Question

If $cos^{-1}(e^x) + sin^{-1}(x^2) = \frac{\pi}{2}$, then number of solutions of this equation

• A. 1
• B. 3
• C. 2
• D. 0

Answer 1

Answer: (A)

1

Answer 2

The equation is $cos^{-1}(e^x) + sin^{-1}(x^2) = \frac{\pi}{2}$. We know that $cos^{-1}(y) + sin^{-1}(y) = \frac{\pi}{2}$ for $y \in [-1, 1]$. For the given equation to hold, we must have $e^x = x^2$. Also, the arguments must be in the domain of the respective inverse trigonometric functions:

1. For $cos^{-1}(e^x)$: $-1 \le e^x \le 1$. Since $e^x > 0$, this means $0 < e^x \le 1$, which implies $x \le 0$.
2. For $sin^{-1}(x^2)$: $-1 \le x^2 \le 1$. Since $x^2 \ge 0$, this means $0 \le x^2 \le 1$, which implies $-1 \le x \le 1$. Combining these, the valid range for $x$ is $[-1, 0]$.
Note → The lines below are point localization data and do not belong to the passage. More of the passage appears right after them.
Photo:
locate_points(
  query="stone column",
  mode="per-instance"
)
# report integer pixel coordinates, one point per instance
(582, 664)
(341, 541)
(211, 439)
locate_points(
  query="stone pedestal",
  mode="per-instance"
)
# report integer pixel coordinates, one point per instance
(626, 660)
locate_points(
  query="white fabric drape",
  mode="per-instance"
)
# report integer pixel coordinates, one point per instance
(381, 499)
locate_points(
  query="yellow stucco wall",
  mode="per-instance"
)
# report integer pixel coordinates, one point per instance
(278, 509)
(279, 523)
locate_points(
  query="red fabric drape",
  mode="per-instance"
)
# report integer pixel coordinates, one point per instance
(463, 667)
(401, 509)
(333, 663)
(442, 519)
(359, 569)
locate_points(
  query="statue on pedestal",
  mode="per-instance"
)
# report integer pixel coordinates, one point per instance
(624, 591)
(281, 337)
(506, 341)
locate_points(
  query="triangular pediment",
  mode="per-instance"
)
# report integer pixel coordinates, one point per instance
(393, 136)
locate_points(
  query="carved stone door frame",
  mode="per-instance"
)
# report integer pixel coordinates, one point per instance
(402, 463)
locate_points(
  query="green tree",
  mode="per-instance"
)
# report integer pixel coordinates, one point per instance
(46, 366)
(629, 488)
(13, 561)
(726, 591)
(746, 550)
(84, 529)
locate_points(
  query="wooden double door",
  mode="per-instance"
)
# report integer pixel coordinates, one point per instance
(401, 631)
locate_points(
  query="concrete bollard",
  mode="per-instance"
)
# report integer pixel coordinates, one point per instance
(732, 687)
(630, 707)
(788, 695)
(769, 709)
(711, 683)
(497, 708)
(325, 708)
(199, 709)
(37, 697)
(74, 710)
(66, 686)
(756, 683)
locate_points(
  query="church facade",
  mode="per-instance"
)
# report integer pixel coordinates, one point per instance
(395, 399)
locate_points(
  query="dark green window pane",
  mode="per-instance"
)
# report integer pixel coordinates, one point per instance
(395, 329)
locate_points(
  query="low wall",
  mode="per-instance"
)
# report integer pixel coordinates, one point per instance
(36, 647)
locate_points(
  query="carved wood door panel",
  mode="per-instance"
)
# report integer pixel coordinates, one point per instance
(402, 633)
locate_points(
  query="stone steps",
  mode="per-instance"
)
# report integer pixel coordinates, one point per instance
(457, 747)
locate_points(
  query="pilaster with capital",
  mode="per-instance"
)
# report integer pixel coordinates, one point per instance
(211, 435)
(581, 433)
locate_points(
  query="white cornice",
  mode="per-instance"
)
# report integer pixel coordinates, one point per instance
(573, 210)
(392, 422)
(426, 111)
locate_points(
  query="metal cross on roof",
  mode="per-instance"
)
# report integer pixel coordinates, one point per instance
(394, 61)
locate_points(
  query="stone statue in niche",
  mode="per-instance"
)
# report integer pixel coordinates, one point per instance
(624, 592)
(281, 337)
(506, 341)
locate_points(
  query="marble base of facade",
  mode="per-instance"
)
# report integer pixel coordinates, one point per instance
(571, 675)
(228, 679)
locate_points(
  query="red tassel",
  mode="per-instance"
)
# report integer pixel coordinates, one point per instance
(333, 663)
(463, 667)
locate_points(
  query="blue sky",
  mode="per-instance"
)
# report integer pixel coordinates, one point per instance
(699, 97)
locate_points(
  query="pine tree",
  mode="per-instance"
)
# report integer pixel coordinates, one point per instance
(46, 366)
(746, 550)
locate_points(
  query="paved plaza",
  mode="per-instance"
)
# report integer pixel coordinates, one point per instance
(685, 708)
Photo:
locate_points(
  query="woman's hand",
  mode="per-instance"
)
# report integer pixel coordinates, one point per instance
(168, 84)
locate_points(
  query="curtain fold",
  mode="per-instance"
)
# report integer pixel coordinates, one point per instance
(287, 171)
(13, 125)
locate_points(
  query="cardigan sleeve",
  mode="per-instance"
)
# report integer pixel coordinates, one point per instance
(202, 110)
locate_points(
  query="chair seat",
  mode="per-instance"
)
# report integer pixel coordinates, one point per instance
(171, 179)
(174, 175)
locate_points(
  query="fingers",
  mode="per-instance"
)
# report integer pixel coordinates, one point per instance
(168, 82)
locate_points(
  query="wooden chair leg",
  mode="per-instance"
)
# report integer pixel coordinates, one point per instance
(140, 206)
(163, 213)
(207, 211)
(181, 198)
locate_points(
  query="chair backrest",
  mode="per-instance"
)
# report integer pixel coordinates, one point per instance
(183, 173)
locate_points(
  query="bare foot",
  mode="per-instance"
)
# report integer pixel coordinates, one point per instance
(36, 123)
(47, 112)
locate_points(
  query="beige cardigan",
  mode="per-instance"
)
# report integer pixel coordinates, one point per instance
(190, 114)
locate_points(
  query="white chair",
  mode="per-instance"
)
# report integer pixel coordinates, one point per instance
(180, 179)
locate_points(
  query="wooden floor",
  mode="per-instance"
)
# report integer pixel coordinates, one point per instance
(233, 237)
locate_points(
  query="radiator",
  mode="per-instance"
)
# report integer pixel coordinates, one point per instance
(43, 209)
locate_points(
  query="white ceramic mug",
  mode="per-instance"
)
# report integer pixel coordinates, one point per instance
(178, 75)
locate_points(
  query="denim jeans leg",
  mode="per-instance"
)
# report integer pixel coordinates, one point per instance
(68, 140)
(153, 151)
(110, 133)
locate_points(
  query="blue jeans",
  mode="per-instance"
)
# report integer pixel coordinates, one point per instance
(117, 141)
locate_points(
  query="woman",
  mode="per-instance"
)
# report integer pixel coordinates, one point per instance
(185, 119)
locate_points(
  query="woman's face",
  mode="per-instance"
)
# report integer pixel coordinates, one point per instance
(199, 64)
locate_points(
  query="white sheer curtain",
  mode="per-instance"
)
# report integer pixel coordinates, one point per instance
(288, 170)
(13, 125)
Now, we need to find the number of solutions for $e^x = x^2$ in $[-1, 0]$. Let $h(x) = e^x - x^2$. We are looking for roots of $h(x)=0$ in $[-1, 0]$. $h(-1) = e^{-1} - (-1)^2 = \frac{1}{e} - 1 < 0$. $h(0) = e^0 - 0^2 = 1 > 0$. By the Intermediate Value Theorem, there is at least one root in $(-1, 0)$. Let's examine the derivative: $h'(x) = e^x - 2x$. $h''(x) = e^x - 2$. For $x \in [-1, 0]$, $e^x \in [1/e, 1]$, so $h''(x) < 0$. This means $h'(x)$ is decreasing in $[-1, 0]$. $h'(-1) = e^{-1} + 2 > 0$. $h'(0) = 1 > 0$. Since $h'(x)$ is decreasing and positive at the endpoints, $h'(x) > 0$ in $[-1, 0]$. Thus, $h(x)$ is strictly increasing in $[-1, 0]$. A strictly increasing continuous function can have at most one root. Since we found at least one root, there is exactly one root. Therefore, there is 1 solution.